As a note we are building inside of a Docker container based upon the one in the repository. The only difference is the from: is FROM nvidia/cuda:7.5-cudnn5-devel and we explicitly define the ENV variables.
I also have been able to build tensorflow from within serving without issue:
.../serving/tensorflow $ bazel build -c opt --config=cuda tensorflow/...
I'm having the exact same issues with the same versions. Also basing my image on nvidia/cuda:7.5-cudnn5-devel.
edit: issue is also present when using cuDNN 5.0.5
I have the same issue, not inside a Docker container, in a regular build with:
bazel build -c opt --config=cuda tensorflow_serving/...
Building Tensorflow standalone with GPU support works fine, but not as part of a tensorflow serving build. (Cuda 8.0 and Cudnn 5.1.5)
+cc @damienmg since the exception might not be expected.
I'll try to repro this to debug.
Indeed I don't know what's happening but we should not see a stacktrace. @davidzchen, can you file a bug report to bazel with your findings?
@bjelkenhed , is there any way to workaround this? I got the same issue.
@bjelkenhed @wangyongliang I tried using a few different commits and also tried manually editing the tensorflow/third_party/gpus/crosstool/BUILD files based on what was previously generated. I couldn't get anything that to work, but this is also the first I've used Bazel. I'd also appreciate a workaround if anyone can think of one.
@wangyongliang @KellenSunderland We have not been able to find any workaround for this problem. If anyone is able to build tensorflow serving with GPU support at the moment it would be very good to know.
@wangyongliang @KellenSunderland We have not been able to find any workaround for this problem. If anyone is able to build tensorflow serving with GPU support at the moment it would be very good to know.
I had the the same issue.

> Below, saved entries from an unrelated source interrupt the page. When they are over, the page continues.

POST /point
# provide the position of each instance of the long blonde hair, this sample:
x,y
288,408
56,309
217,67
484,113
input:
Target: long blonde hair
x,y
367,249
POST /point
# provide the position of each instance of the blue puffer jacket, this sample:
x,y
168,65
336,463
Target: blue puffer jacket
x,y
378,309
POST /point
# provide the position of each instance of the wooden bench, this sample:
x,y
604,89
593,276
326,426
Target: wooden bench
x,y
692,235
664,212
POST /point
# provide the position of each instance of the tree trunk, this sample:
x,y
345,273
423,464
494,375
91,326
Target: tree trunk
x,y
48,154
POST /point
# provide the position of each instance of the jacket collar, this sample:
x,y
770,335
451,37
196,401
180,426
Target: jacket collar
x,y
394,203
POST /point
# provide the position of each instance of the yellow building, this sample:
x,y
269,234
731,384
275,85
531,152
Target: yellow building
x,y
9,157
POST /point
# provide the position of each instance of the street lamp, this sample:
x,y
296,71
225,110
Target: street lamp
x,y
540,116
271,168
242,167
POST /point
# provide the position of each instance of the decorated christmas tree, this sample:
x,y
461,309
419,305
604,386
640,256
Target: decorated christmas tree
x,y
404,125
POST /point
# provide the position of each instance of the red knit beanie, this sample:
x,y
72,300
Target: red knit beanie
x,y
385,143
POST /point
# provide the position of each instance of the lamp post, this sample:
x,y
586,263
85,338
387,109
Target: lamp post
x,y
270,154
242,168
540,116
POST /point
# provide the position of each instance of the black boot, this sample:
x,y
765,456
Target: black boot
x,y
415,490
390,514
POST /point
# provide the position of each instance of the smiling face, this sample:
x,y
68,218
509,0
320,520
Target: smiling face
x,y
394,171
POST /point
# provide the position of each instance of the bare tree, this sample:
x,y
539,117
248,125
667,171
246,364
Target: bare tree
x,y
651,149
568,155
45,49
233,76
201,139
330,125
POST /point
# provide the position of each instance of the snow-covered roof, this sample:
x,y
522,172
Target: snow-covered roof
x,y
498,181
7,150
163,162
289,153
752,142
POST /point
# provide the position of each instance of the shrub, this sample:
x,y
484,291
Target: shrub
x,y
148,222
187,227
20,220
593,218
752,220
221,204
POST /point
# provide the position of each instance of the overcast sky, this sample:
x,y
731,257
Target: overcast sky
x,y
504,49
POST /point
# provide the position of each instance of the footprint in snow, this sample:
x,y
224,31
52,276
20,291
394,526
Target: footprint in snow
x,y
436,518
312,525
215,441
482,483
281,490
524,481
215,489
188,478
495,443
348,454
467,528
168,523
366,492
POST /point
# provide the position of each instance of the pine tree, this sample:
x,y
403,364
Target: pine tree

Firstly, to check your TF Cuda config is correct: cd tensorflow && bazel query 'kind(rule, @local_config_cuda//...)' --output label_kind should produce:
config_setting rule @local_config_cuda//cuda:using_nvcc
config_setting rule @local_config_cuda//cuda:using_clang_opt
config_setting rule @local_config_cuda//cuda:using_clang
config_setting rule @local_config_cuda//cuda:darwin
cc_library rule @local_config_cuda//cuda:cupti_headers
cc_library rule @local_config_cuda//cuda:cupti_dsos
cc_library rule @local_config_cuda//cuda:cudart_static
cc_library rule @local_config_cuda//cuda:cuda
cc_library rule @local_config_cuda//cuda:curand
cc_library rule @local_config_cuda//cuda:cufft
cc_library rule @local_config_cuda//cuda:cudnn
cc_library rule @local_config_cuda//cuda:cudart
cc_library rule @local_config_cuda//cuda:cuda_headers
cc_library rule @local_config_cuda//cuda:cublas
cc_toolchain_suite rule @local_config_cuda//crosstool:toolchain
cc_toolchain rule @local_config_cuda//crosstool:cc-compiler-local
cc_toolchain rule @local_config_cuda//crosstool:cc-compiler-darwin
filegroup rule @local_config_cuda//crosstool:empty
running the same command from the tensorflow serving repository root will fail (with errors) for 2 reasons:
1. the crosstool in tools/bazel.rc is invalid (AFAIK). change @org_tensorflow//third_party/gpus/crosstool to @local_config_cuda//crosstool:toolchain.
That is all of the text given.